Le procès contre plusieurs militant·es d’Extinction Rébellion devait avoir lieu ce jeudi 23 janvier, au Tribunal de Grande Instance (TGI) des Batignolles, à Paris. Il a finalement été reporté à juin 2026. Le 1er mai 2024, iels avaient aspergé la façade en verre de l’immeuble de la Direction générale de l’aviation civile, avec des extincteurs et des balles de peinture (lavables à l’eau). Six d’entre elleux étaient convoqué·es ce jeudi 23 janvier, accusé·es notamment de dégradation de matériel. Ce geste avait pour but de dénoncer une aberration écologique : les taxis volants.
Les taxis volants sont, sur le papier, destinés à réduire les embouteillages et faciliter les déplacements rapides en milieu urbain. En réalité, il s’agit d’une absurdité écologique. L’autorité environnementale (AE) avait d’ailleurs émis un avis défavorable sur le projet.
Pour dénoncer ce projet climaticide, les militant·es d’Extinction Rébellion ont mené une action de désobéissance civile en repeignant la façade de la DGAC. Arrêté·es peu avant les Jeux Olympiques, iels ont été en proie à des méthodes d’enquêtes illégales pour ce type de délit, des perquisitions injustifiées et des gardes à vue répétées, ainsi qu’une intrusion dans leur vie privée.
Alexis Baudelin, spécialiste du droit pénal militant, est l’un des avocats d’Extinction Rébellion. Il nous a éclairé·es sur les enjeux de ce procès. «: « En plus d’être intrusives, ces mesures sont contraires au droit européen en ce qu’elles n’apparaissaient ni nécessaires ni proportionnées. Nous allons plaider la relaxe. »
Une carte blanche à la gendarmerie donnée par le procureur
Dans cette affaire, le procureur a donné carte blanche à la gendarmerie. Elle avait ainsi une totale liberté et aucune limite pour retrouver les auteur·ices de ces infractions. Les mesures d’enquêtes prises se sont révélées abusives et “dignes d’une affaire criminelle” nous confie Alexis Baudelin.

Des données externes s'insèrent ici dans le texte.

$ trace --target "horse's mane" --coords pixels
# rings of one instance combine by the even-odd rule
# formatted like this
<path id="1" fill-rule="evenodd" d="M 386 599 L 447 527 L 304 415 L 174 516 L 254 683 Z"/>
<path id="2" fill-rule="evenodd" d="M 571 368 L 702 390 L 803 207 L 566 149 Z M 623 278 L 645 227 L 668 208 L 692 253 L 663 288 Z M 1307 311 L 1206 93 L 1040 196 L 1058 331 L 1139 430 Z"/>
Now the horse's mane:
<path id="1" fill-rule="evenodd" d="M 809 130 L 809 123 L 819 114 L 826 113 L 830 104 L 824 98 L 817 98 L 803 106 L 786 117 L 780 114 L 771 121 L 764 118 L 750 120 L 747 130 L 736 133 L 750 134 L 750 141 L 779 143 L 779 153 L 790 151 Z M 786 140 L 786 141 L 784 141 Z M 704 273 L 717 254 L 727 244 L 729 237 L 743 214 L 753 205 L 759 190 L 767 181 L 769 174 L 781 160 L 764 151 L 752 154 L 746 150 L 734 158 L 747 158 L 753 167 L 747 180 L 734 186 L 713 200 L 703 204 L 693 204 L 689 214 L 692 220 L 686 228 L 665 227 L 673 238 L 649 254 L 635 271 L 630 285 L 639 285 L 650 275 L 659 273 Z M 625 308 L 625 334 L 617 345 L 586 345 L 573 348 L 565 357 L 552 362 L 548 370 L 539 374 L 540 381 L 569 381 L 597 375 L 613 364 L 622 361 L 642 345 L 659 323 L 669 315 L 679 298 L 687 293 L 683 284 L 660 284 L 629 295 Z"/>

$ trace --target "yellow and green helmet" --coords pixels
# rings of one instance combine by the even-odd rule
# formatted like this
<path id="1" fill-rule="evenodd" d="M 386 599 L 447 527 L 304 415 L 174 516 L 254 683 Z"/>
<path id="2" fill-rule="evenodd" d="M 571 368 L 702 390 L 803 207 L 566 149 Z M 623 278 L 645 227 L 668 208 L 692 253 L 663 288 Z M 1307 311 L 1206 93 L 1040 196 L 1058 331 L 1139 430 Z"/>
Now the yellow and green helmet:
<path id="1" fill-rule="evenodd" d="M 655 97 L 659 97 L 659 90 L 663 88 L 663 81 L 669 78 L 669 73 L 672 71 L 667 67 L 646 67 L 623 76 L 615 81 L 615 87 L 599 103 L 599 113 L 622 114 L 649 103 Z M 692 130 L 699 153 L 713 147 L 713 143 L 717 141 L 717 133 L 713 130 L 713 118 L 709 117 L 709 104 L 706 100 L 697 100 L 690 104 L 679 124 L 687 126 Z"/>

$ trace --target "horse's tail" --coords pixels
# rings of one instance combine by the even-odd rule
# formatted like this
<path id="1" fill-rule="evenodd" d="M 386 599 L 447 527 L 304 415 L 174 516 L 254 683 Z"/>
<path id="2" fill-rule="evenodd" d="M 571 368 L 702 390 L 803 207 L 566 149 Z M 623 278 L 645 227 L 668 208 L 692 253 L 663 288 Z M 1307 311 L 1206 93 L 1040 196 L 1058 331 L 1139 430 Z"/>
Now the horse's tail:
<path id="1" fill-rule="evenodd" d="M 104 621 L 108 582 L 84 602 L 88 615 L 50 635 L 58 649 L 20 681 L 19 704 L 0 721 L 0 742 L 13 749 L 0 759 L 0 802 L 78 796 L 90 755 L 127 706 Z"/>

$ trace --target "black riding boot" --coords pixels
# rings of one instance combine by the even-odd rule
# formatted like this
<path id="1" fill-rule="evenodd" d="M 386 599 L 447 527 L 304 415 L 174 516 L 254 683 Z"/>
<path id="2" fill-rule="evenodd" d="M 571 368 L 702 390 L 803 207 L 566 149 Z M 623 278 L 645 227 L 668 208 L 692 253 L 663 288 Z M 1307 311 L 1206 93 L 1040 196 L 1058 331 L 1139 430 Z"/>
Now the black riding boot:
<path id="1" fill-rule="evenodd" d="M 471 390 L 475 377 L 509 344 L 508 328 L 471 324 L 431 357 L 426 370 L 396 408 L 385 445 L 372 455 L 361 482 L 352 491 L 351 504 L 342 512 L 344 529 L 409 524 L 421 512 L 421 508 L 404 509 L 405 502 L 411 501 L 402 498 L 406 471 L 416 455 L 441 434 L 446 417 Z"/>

Extinction Rébellion est un mouvement international de désobéissance civile à caractère pacifique. Rien ne peut donc justifier les mesures prises ici à l’encontre de ces militant·es.
Reconnaissance faciale pour identifier les personnes, réquisitions auprès d’organismes comme la CAF, les syndics de copropriétés ou encore les caisses de sécurité sociale… Même les opérateurs de téléphonie ont été contactés pour obtenir, entre autres, une géolocalisation en temps réel des personnes par la gendarmerie.

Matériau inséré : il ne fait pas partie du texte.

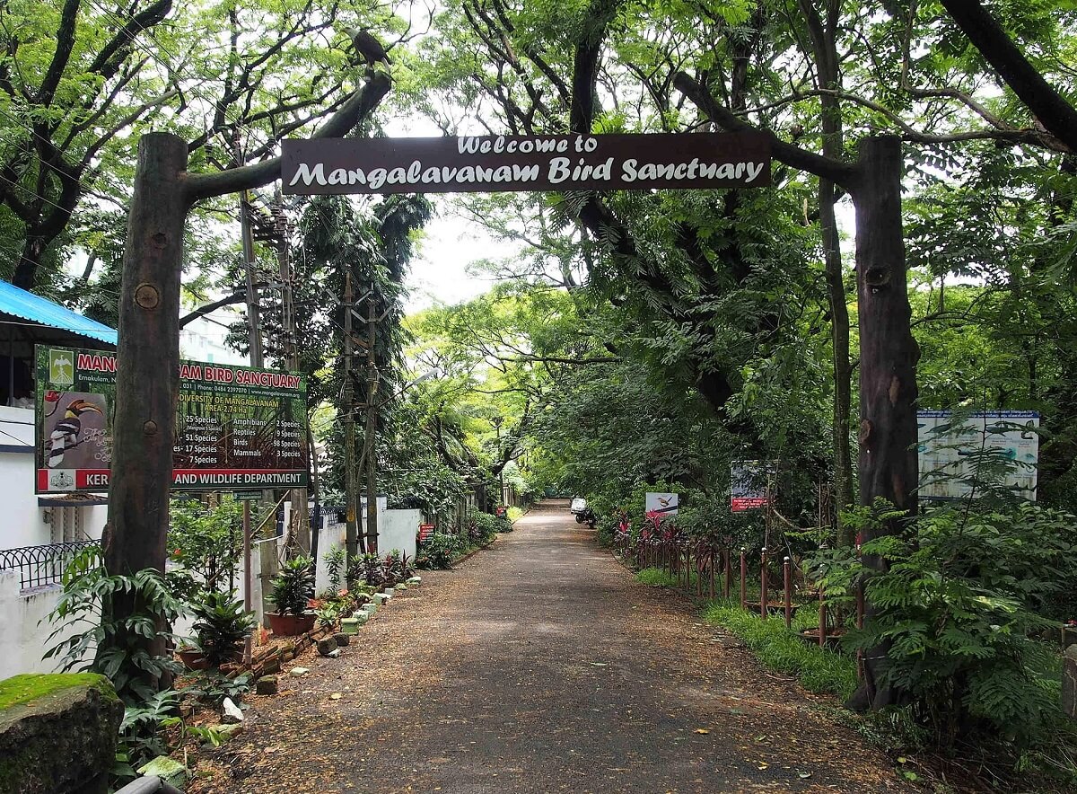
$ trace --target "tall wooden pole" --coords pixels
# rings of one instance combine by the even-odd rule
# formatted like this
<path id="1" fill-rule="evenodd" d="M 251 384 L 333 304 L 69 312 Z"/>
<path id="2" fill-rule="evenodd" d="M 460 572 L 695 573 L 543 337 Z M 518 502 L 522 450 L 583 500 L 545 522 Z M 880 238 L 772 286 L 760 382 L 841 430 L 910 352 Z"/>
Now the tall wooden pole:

« Si autant de mesures intrusives et privatives de libertés ont été prises de la part du parquet, c’est pour dissuader les militant·es de continuer à agir de la sorte. En plus d’être intrusives, il y a dans cette affaire une inégalité, une contrariété, à l’égard du droit européen» souligne Alexis Baudelin.
Pour Eli, militante, ces mesures avaient pour but de les effrayer et les mettre à l’arrêt. « Ils ont vérifié auprès des copropriétés pour avoir les codes d’entrée de nos immeubles, ont appelé la CAF pour avoir nos adresses, EDF… Tous ces organismes qui ont été appelés ont été mis au courant qu’il y avait une enquête sur nous. Il y en a qui ne se sentent plus à l’aise dans leurs propres immeubles, avec leurs voisins. C’est un niveau de répression, pour de la peinture à l’eau, qui est effarant. »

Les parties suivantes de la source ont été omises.